"Colorado Option" heads into the home stretch with some last-minute tweaks...

Colorado

A couple of weeks ago I noted that Colorado was close to becoming the second state to implement their own state-level quasi-Public Option plan (Washington State was the first to do so a year ago).

I say "quasi-" because, similar to Washington's, Colorado's proposal isn't a "true" public option in the sense that the state itself would be administering a healthcare program by dealing directly with hospitals, doctors, drugmakers and clinics.

Instead, like WA's "Cascade Care" program, the state would instead design the parameters and requirements of the healthcare policies in question, but they would actually be administered by private insurance carriers and sold on the state's ACA exchange, Connect for Health Colorado. While it's hardly ideal, it would still be an important step forward.

As of today, it looks like the "Colorado Option" bill is on the verge of being made real...with some last-minute changes: (via Andrew Kenney of CPR News):

A proposal to create a new government-backed insurance plan passed another significant hurdle as Democrats voted to advance the “Colorado Option” through the state Senate on Wednesday.

The approval means that the bill is nearly guaranteed to become law. Once it’s in effect, new health insurance plans would be offered on the individual and small-group markets. It would not directly affect employer-provided insurance.

The state House has already approved the legislation. But the latest milestone came after rapid-fire negotiations as the sponsors tried to balance the interests of patients, health insurers, hospitals and doctors.

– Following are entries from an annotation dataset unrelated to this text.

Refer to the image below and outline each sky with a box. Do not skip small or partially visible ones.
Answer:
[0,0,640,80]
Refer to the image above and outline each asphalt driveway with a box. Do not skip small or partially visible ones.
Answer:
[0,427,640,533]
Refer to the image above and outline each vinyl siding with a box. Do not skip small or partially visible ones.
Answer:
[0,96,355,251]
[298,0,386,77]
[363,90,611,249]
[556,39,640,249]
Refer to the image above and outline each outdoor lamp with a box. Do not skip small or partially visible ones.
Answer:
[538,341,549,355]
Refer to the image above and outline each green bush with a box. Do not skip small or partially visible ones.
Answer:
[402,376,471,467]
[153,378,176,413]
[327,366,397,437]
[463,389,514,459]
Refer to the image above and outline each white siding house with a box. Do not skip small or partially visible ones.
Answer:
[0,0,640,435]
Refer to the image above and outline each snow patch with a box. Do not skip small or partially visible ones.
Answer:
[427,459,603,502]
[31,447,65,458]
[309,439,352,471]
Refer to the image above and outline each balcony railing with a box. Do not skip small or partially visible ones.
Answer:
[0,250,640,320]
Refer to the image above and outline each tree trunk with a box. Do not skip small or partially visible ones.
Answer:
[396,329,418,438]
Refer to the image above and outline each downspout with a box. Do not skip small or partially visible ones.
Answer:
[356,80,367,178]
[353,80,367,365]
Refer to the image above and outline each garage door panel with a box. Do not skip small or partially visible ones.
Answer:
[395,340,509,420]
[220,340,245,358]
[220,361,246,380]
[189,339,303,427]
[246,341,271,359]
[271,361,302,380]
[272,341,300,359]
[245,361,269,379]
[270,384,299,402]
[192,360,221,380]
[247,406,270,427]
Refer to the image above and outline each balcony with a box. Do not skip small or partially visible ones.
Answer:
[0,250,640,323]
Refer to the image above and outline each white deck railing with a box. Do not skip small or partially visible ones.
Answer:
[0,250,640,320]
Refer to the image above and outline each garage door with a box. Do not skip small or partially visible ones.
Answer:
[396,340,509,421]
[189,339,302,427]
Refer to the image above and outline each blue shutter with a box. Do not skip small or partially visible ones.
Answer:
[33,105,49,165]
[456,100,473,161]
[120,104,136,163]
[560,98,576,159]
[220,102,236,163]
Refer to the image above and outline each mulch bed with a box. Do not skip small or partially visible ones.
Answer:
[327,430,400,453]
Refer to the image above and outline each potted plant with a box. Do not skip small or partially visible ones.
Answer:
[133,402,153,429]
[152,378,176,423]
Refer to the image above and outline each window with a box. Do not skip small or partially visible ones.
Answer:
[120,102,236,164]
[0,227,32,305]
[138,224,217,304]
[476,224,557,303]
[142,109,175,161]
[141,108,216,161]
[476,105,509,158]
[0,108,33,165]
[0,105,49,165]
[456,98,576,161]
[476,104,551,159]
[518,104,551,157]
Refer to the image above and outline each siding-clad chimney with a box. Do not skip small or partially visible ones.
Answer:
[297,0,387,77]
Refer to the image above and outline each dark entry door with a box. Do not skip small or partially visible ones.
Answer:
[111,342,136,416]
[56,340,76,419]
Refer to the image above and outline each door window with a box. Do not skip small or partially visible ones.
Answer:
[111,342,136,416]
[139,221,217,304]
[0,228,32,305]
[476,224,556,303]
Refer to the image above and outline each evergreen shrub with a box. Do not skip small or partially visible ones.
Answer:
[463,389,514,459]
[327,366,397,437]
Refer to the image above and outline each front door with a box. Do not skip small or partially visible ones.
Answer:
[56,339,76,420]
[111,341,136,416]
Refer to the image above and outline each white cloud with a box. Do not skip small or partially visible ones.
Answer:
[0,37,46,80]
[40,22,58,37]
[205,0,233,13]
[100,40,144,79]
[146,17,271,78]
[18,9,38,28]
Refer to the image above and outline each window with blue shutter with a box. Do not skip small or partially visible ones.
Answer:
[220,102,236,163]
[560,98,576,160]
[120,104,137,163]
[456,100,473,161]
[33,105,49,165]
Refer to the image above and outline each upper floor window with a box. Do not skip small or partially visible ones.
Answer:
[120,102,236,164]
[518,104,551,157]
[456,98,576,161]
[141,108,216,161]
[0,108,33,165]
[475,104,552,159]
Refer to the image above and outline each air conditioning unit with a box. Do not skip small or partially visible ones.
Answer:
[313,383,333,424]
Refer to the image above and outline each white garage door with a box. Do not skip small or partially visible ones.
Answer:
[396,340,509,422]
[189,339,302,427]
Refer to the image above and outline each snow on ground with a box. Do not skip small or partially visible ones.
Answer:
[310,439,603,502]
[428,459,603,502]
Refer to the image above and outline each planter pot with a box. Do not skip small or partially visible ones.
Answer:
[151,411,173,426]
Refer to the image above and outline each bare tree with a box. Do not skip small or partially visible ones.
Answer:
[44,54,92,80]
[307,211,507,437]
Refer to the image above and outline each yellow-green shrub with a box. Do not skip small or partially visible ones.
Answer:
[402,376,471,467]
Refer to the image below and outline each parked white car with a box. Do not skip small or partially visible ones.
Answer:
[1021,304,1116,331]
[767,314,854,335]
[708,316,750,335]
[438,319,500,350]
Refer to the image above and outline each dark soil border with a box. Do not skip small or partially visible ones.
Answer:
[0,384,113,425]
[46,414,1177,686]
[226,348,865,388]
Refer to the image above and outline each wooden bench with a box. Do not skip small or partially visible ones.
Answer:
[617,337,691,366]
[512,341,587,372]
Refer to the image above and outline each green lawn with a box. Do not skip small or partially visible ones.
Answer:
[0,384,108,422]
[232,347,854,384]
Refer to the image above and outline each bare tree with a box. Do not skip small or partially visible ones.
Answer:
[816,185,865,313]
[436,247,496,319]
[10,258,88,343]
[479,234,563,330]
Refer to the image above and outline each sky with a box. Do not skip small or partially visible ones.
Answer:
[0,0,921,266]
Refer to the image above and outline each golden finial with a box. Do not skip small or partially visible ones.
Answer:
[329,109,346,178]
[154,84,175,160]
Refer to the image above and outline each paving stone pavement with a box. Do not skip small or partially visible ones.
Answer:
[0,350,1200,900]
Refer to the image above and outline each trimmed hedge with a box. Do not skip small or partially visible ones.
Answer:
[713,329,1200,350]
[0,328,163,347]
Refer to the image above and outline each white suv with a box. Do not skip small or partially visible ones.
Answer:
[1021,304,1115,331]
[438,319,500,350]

A new deal with one side, the doctors, prompted fresh outrage from the insurance companies — but it also may have cemented votes from wavering Democrats.

...Democrats claim that the bill could lower insurance premiums 15 percent by 2025, allowing more people to afford a new insurance plan that is also designed to lower out-of-pocket costs. The bill would force insurance companies to sell the Colorado plan across the state, and it would allow the state to regulate the price of medical services to achieve those savings. Instead of a true “public option,” it’s more like a public-private option.

The devil's advocate in me should note that lowering unsubsidized premiums isn't necessarily the same thing as reducing the net premiums which enrollees end up paying; ironically, due to how "Silver Loading" works, it's conceivable that lowering unsubsidized premiums could end up increasing the net amount which some enrollees have to pay.

However, there's many ways this could end up playing out, and a lot of that also depends on whether or not the enhanced ACA subsidies under the American Rescue Plan are made permanent or not...and whether Senator Shaheen's S.499 bill (which would upgrade benchmark plans from Silver to Gold and restore CSR funding) ends up being passed at the federal level.

...The bill would allow the commissioner to dictate the payment rates that hospitals and doctors receive under the insurance plan, in some cases.

THAT'S the Really Big Deal here: Provider reimbursement rates. It's the single most important provision of any "public option" (whether state or federal), and it's also the main reason why hospitals, doctors and drugmakers are freaking out so much about the prospect.

Case in point:

...Amendments introduced on Tuesday would remove penalties for doctors who refuse to take patients on the Colorado option plan.

...But the same changes pushed the Colorado Association of Health Plans to oppose the bill. CAHP, which represents insurance companies, said that giving more leeway to doctors would make it impossible to reduce premiums.

Annnd there's the rub: The only realistic way to make any Public Option plan significantly less expensive than the status quo is to a) implement some sort of price controls for medical services and b) require providers to participate at those prices.

Smallwood said that with no mandate for independent doctors and small groups to participate, the plan would struggle to get care for patients. The state of Washington has run into similar problems: Its “public option” is not widely available, in part because it doesn’t require providers to accept the plan.

I wrote extensively about those problems back in January, as well as about the changes WA legislators have tried to put into place to address them (with what looks like limited success).

...Amid the last-minute negotiating, the sponsors agreed to reduce the savings target from 18 percent to 15 percent. Donovan said that the bill was meant to help the health care industry work better.

As I've warned before, the odds of actually hitting a 15% savings are slim; while it will vary from plan to plan and county to county, my guess is that overall, 5-10% "list price" savings vs. comparable non-PO plans will end up being more realistic in the real world. However...as I said about Washington's Cascade Care, it's a start.

As for the final steps, that could be coming within the next week or so:

...After the final vote by the Senate, the bill heads back to the House, where lawmakers will consider the Senate’s amendment. Eventually, it will require a signature from Gov. Jared Polis, who has pushed for years for this type of legislation.